For seed cluster A (left middle frontal gyrus and left frontal pole; VAN), a significant association in both groups were observed within the VAN. In healthy controls, anticorrelated functional connectivity was associated with larger turn angles (> 360°) (rs(29) = − 0.52, p = 0.02), while in PwMS, positive connectivity within the VAN was linked to larger turn angles (> 360°) (rs(29) = 0.48, p = 0.03) (Fig. 4A).
For seed cluster B (left superior lateral occipital cortex and precuneus; DAN), positive connectivity with clusters spanning the DMN and limbic network was associated with larger turn angles in healthy controls (rs(29) = 0.63, p = 0.001). In contrast, in PwMS, greater positive functional connectivity within the DMN and limbic network was associated with smaller turn angles (rs(29) = − 0.41, p = 0.05) (Fig. 4B).
Fig. 4(A) In healthy controls, stronger anticorrelations within the VAN were associated with larger 360° turn angles. In PwMS, stronger positive correlations were linked to larger turn angles. (B) In healthy controls, stronger positive correlations between the DMN, limbic network, and the DAN were associated with larger 360° turn angles. In PwMS, stronger anticorrelations between these networks were linked to larger turn angles.
Correlation results between self-selected fast pace turning variables and functional connectivity
For self-selected fast pace 360° turns, we identified significant but distinct connectivity patterns between groups (Supplemental Table 7). For seed cluster A (left superior lateral occipital cortex and precuneus; DAN), healthy controls exhibited positive connectivity between the DAN, VIS, and DMN, which was associated with larger turn angles (r(28) ≤ 0.58, p ≤ 0.005). Conversely, in PwMS, stronger anticorrelations between the DAN, VIS, and DMN were associated with smaller turn angles (r(29) ≤ − 0.44, p ≤ 0.03) (Fig. 5A-C).
Fig. 5(A–B) In healthy controls, stronger positive connectivity between the VIS and the DAN was associated with larger 360° turn angles, while in PwMS, stronger anticorrelations in these regions were linked to larger turn angles. (C) In healthy controls, stronger positive connectivity between the DMN and the DAN was associated with larger 360° turn angles, whereas in PwMS, stronger anticorrelations in these regions were linked to larger turn angles.
Discussion
Walking and turning
This study demonstrated significant spatiotemporal differences in walking and turning between PwMS and healthy controls. PwMS exhibited slower gait speed and reduced stride length, though cadence and double support time did not significantly differ, aligning with prior research^28^.
No significant differences were found in 180° turn performance, diverging from studies reporting longer turn durations in PwMS during instrumented Timed Up and Go (TUG) tasks^3^. This discrepancy is likely task-related, as the TUG and 2MWT impose different task demands. In contrast, our 360° turn findings align with prior research, showing significantly longer turn durations in PwMS^46^.

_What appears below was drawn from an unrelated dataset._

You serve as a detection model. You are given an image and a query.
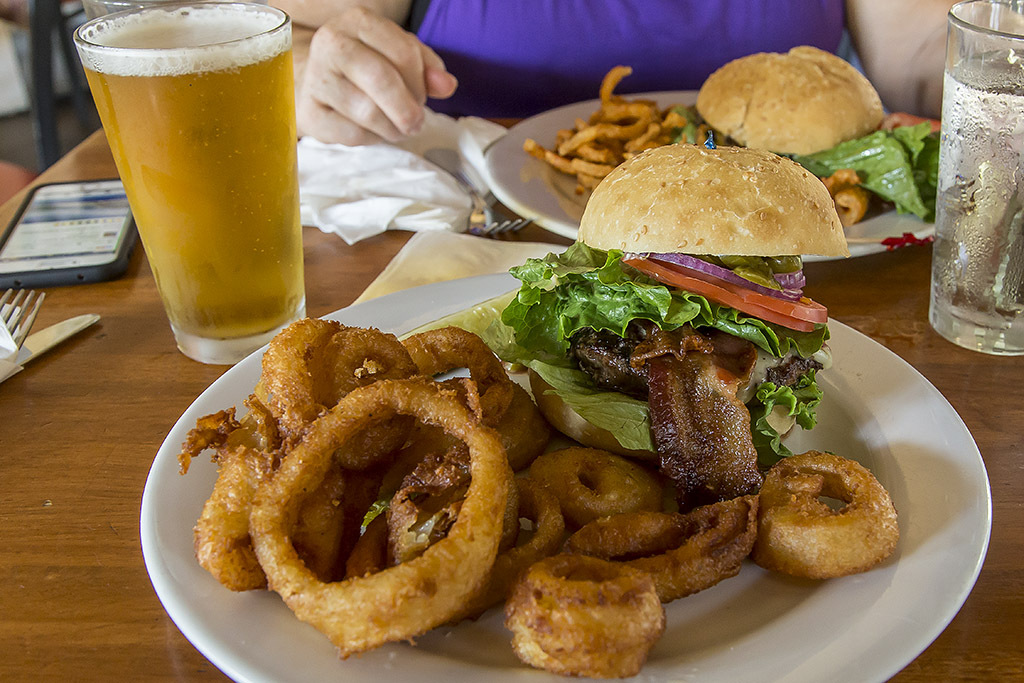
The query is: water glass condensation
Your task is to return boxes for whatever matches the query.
[929,0,1024,355]
[75,2,305,364]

While group differences in 360° turn velocity and angle remain inconsistently reported, our findings suggest that PwMS exhibit altered turning strategies specifically for in-place 360° turns, but not for 180° turns performed during walking trials. Notably, the reduced 360° turn angle in PwMS was accompanied by slower turn velocity and longer turn duration, suggesting that a smaller turn angle may serve as a marker of impaired turning performance. These results underscore the influence of task complexity and turn style on mobility impairments in PwMS.
Mobility and functional connectivity differences between groups
PwMS consistently exhibit altered rs-FC across multiple brain networks, correlating with motor function, cognitive performance, and disease severity^7,14^. Prior research suggests functional connectivity changes worsen with disease progression, yet most studies focus on specific networks, such as the DMN or SN, rather than extending their analysis to investigate the whole brain^17,47–50^. This network-specific focus limits the understanding of how connectivity alterations across the brain influence mobility in PwMS. To address this gap, we applied a data-driven, whole-brain MVPA approach to investigate functional connectivity differences related to linear and non-linear walking metrics. This comprehensive analysis allowed us to identify novel connectivity patterns associated with mobility performance, advancing current knowledge of motor impairments in PwMS.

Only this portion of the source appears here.